Sunday, October 6, 2024

A Tale of Two Apartheids

In a discussion of Ta-Nehisi Coates's recent book on apartheid Israel (The Message) Breaking Points commentator Krystal Ball's examples of the persistence of racial horror in the U.S. were pretty under-whelming. Does Trump falsely blaming Haitian immigrants for eating American pets really stand out as worthy of mention in the longstanding U.S. tradition of slavery, lynching, and mass black imprisonment?  Realistically, that has to be far down the list of racial priorities in the U.S., where black people still don't have capital four hundred plus years after being wrested from their homelands and brought to the U.S. as slaves.
 
Forty acres and a mule for all former slaves never happened, and that failure has obvious repercussions down to the present day. Pretending it isn't so solves nothing. 
 
On the other hand, it's easy to give up on Ta-Nehisi Coates, especially after he preposterously claimed that Barack Obama was the only legitimate heir of Malcolm X. Malcolm was a revolutionary, the greatest black revolutionary of the 20th Century, in fact; Obama was what Malcolm called a "House Negro," the Great Half-White Hope of corporate America. Advertising Age gave him an award for the slickness of his 2008 election campaign.

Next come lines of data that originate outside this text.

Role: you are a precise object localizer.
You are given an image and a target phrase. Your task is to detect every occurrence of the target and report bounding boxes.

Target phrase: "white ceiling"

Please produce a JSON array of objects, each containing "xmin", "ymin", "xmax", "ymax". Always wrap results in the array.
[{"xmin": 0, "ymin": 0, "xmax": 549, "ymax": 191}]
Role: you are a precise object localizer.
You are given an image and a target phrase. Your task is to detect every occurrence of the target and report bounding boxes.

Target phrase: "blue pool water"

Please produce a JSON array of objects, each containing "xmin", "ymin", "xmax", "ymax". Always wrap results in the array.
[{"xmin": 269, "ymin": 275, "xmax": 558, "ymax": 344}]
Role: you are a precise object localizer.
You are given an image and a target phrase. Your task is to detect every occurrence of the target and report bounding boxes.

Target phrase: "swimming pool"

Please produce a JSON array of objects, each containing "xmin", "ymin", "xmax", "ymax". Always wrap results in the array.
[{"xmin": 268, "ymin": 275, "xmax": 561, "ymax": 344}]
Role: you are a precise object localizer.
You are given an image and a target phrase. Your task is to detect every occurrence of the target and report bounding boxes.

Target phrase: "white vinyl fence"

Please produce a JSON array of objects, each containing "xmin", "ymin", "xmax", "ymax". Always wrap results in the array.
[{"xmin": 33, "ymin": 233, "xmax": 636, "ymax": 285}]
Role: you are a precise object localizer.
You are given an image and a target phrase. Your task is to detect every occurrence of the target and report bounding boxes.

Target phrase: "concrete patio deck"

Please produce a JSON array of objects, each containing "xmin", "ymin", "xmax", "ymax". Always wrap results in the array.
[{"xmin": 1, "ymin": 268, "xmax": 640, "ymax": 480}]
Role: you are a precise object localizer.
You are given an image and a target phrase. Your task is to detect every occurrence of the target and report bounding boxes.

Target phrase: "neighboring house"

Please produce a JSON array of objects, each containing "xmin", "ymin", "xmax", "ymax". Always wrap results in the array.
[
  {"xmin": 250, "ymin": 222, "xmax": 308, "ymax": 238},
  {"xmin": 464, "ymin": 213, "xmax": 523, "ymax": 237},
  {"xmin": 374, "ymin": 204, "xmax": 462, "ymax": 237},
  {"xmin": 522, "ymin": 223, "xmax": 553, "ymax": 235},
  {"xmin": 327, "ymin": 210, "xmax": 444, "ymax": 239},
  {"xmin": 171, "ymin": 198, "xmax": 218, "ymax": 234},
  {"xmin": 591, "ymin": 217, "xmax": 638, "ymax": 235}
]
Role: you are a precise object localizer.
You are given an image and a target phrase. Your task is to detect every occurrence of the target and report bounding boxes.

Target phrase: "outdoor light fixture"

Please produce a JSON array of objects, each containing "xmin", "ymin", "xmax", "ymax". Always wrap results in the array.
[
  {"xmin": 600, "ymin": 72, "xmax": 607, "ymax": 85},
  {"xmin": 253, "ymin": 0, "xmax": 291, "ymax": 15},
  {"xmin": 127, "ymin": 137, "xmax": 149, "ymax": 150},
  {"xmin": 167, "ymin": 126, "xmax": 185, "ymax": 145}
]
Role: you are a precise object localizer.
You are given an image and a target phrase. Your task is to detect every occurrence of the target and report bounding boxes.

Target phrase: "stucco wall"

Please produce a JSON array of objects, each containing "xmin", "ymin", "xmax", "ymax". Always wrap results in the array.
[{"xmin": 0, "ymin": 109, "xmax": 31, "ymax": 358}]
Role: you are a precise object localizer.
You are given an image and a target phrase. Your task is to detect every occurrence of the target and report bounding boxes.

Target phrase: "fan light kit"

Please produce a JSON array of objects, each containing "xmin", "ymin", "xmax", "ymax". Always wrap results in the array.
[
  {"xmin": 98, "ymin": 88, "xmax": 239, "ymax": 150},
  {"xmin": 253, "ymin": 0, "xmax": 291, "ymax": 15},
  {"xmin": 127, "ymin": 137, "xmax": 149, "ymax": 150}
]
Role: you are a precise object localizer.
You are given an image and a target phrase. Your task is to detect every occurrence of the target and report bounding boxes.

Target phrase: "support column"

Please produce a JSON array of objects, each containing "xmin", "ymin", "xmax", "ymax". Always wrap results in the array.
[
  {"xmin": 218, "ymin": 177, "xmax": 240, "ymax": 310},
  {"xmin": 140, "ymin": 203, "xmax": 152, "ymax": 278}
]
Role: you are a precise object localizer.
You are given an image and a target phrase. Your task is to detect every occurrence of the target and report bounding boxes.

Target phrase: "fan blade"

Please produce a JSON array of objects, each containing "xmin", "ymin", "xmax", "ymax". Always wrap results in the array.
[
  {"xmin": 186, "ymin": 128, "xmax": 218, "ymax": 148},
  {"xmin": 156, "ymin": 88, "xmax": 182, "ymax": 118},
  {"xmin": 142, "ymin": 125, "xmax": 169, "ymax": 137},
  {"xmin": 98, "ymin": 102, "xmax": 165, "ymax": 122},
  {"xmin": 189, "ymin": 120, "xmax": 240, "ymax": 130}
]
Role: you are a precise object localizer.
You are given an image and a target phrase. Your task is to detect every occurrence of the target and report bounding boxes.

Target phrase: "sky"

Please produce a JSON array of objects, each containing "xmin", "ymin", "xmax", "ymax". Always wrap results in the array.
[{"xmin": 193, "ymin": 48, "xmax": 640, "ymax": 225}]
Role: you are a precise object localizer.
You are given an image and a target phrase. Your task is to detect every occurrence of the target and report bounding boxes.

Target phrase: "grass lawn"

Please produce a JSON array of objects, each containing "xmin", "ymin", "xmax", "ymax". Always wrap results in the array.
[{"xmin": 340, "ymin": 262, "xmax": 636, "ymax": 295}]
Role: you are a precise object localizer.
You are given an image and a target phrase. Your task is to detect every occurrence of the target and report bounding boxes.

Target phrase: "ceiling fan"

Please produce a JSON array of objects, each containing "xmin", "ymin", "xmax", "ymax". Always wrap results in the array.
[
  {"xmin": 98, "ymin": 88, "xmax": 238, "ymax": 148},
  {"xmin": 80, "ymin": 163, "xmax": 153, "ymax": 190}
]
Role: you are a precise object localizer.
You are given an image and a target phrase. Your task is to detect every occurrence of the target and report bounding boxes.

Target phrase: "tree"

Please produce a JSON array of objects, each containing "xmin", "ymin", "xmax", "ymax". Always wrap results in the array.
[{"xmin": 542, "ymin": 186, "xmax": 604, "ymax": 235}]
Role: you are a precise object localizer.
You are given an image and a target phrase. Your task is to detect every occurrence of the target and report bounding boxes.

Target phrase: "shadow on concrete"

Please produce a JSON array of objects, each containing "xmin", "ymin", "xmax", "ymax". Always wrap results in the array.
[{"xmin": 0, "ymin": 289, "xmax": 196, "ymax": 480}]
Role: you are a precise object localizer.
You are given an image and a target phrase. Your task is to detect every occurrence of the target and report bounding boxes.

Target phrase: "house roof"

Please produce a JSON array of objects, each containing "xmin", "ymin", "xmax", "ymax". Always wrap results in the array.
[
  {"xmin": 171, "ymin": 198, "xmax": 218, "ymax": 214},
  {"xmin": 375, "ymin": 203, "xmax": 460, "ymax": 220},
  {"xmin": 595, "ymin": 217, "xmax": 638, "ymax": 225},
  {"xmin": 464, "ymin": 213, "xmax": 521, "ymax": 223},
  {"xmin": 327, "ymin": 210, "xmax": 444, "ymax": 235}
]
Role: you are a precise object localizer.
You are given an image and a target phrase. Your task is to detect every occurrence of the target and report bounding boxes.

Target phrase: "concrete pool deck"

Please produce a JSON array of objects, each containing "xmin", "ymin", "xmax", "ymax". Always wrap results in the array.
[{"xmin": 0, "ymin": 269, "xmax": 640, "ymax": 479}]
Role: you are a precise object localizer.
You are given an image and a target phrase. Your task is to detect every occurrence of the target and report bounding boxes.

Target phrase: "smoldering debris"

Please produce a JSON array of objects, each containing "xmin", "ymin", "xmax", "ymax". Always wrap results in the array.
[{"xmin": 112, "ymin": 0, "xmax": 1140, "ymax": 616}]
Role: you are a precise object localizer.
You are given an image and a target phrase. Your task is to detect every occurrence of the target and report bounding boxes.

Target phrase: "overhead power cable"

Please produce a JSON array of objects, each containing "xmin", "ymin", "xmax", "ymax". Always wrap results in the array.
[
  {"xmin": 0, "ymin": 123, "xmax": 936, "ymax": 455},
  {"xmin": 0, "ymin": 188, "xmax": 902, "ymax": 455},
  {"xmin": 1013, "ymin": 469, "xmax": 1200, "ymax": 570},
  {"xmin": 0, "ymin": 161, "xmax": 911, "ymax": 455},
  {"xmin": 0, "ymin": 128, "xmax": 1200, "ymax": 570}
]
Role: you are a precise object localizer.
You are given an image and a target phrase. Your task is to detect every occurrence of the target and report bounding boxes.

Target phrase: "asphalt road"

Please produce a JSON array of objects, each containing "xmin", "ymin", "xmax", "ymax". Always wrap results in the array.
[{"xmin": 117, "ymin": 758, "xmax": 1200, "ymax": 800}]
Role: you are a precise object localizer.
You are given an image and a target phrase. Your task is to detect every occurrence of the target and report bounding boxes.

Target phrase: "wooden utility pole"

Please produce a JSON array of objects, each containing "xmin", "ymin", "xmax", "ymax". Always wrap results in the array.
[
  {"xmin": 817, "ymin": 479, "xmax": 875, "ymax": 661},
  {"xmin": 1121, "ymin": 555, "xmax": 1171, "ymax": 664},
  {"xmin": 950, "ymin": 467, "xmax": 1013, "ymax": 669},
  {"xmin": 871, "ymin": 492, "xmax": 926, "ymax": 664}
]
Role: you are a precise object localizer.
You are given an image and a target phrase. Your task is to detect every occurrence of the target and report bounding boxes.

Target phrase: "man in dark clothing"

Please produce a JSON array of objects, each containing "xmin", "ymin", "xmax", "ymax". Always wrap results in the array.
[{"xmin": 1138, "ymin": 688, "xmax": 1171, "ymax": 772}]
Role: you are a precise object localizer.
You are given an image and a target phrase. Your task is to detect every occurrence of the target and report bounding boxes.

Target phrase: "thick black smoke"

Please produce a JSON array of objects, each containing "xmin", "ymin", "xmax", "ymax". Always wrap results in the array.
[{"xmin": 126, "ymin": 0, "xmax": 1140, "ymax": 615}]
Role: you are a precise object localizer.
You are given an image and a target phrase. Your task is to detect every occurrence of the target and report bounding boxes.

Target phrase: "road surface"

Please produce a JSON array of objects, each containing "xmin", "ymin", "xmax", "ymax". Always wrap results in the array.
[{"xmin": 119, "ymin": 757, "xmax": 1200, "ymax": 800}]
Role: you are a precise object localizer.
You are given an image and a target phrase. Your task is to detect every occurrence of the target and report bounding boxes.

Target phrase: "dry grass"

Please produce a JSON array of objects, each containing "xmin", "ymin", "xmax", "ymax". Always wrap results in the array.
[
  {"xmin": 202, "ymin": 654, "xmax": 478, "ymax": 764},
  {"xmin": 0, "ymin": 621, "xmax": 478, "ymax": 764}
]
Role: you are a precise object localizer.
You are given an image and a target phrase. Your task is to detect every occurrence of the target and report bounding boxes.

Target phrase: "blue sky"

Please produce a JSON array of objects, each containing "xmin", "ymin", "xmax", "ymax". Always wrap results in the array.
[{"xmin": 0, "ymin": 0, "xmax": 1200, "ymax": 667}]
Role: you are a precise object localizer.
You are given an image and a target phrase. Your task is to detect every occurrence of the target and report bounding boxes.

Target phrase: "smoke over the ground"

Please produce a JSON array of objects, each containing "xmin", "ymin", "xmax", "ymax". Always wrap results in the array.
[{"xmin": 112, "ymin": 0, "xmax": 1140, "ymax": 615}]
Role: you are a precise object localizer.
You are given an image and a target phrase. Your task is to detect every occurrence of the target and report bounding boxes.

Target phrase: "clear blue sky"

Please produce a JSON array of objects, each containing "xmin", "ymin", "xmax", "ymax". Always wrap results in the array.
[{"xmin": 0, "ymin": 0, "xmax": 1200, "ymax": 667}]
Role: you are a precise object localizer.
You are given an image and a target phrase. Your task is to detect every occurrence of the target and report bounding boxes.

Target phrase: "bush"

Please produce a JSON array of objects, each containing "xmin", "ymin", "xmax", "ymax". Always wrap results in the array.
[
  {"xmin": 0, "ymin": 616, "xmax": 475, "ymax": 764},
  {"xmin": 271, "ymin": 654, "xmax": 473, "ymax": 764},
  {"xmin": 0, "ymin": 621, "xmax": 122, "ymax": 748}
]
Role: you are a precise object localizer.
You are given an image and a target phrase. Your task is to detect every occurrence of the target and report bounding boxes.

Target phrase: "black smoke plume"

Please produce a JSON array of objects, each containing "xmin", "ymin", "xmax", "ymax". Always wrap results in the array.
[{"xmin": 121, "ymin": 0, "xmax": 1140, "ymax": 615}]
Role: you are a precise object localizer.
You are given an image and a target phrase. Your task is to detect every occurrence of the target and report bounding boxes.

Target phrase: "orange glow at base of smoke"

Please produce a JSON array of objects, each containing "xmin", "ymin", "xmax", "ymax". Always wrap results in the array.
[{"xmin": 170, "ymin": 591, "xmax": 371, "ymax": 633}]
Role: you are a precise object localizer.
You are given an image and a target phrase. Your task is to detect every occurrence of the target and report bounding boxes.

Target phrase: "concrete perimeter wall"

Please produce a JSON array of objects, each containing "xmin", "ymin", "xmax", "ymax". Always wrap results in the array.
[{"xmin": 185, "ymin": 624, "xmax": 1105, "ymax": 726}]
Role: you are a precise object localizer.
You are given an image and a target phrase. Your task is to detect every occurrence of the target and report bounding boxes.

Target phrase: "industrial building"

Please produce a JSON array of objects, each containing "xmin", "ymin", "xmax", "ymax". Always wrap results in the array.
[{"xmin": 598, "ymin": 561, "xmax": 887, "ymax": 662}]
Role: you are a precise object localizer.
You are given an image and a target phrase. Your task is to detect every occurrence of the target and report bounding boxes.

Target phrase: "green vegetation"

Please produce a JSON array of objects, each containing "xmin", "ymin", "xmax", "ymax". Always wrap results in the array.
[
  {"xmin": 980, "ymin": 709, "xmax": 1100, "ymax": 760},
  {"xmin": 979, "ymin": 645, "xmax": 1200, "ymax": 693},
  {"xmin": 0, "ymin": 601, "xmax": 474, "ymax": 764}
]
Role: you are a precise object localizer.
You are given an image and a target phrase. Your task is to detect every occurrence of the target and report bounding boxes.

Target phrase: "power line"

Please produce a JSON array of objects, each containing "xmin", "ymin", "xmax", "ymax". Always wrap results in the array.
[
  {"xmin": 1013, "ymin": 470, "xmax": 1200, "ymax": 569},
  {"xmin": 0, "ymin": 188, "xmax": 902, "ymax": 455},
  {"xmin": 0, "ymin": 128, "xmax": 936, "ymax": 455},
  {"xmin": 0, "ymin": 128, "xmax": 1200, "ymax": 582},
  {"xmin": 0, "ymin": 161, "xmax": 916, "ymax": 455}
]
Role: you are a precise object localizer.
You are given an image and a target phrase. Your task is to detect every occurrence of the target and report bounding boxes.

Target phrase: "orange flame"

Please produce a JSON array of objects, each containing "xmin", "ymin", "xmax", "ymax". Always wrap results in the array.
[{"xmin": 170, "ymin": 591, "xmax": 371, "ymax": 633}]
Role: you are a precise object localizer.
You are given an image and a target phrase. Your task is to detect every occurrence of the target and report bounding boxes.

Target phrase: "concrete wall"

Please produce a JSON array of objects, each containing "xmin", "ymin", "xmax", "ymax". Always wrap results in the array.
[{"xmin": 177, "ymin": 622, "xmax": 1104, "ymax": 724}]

When did Malcolm ever win acclaim from corporate America?  Never. 
 
It is certainly a blessing that Coates is now bringing to a mass audience the news that Israel is an apartheid state, which is all to the good, albeit a bit late in the day. 
 
Ball's co-presenter Saagar Enjeti is incensed at Coates for quite another reason, specifically that he paints the U.S. as as much of an apartheid state as Israel is, where segregation is codified in law. That is too much for Enjeti, who vehemently denies it. 
 
Actually, Coates's explicit comparison between the two apartheid states is drawn between the Jim Crow south and Israel, and there the comparison is not far-fetched.  As much as Palestinian Arabs today blacks in the old south had no rights anyone else needed to respect. Both groups were subjugated and terrorized by overwhelming force.
 
Any comparison between Israel and the U.S. in the post civil rights era would be more problematic, though not entirely out of bounds. While one would not want to dismiss the immense civilizing influence of the civil rights movement on American society, especially the end of lynching, at the same time we remain deeply segregated fifty-six years after MLK was gunned down for correctly connecting racism in U.S. foreign policy with racism at home, an analysis that has never been allowed to move us to overcome the deep racial divisions that continue to scar American society. In other words, it's far from a simple matter to assess the gains and losses of the civil rights era, and specifically to what degree legal segregation may have been worse than the de facto segregation that succeeded it.
 
As educator Jonathan Kozol has pointed out for years, photographs of students in American public schools today look remarkably similar to photos taken during the Jim Crow era. Nowhere do large numbers of white children go to school with their black counter-parts, and nowhere do blacks have access to the same level of funding as whites enjoy. Has the U.S. really changed all that much? We may like to think so, but the facts on the ground say we're kidding ourselves.
 
Every inch of the land of Israel is built over destroyed Palestinian villages, and over ninety percent of it is permanently held in trust for the Jewish people. In the United States black-white relations were founded on sexual violence and wills and trusts deliberately excluded blacks from all but a miniscule portion of the national wealth. Purposive striving by individual blacks will not overcome this problem, which is national, not personal.
 
Unlike in Israel where apartheid is backed by law, in the U.S. it is the custom of the country, a force stronger than law. In both cases it is a deep and enduring ugliness that mocks all pretensions to civilized existence.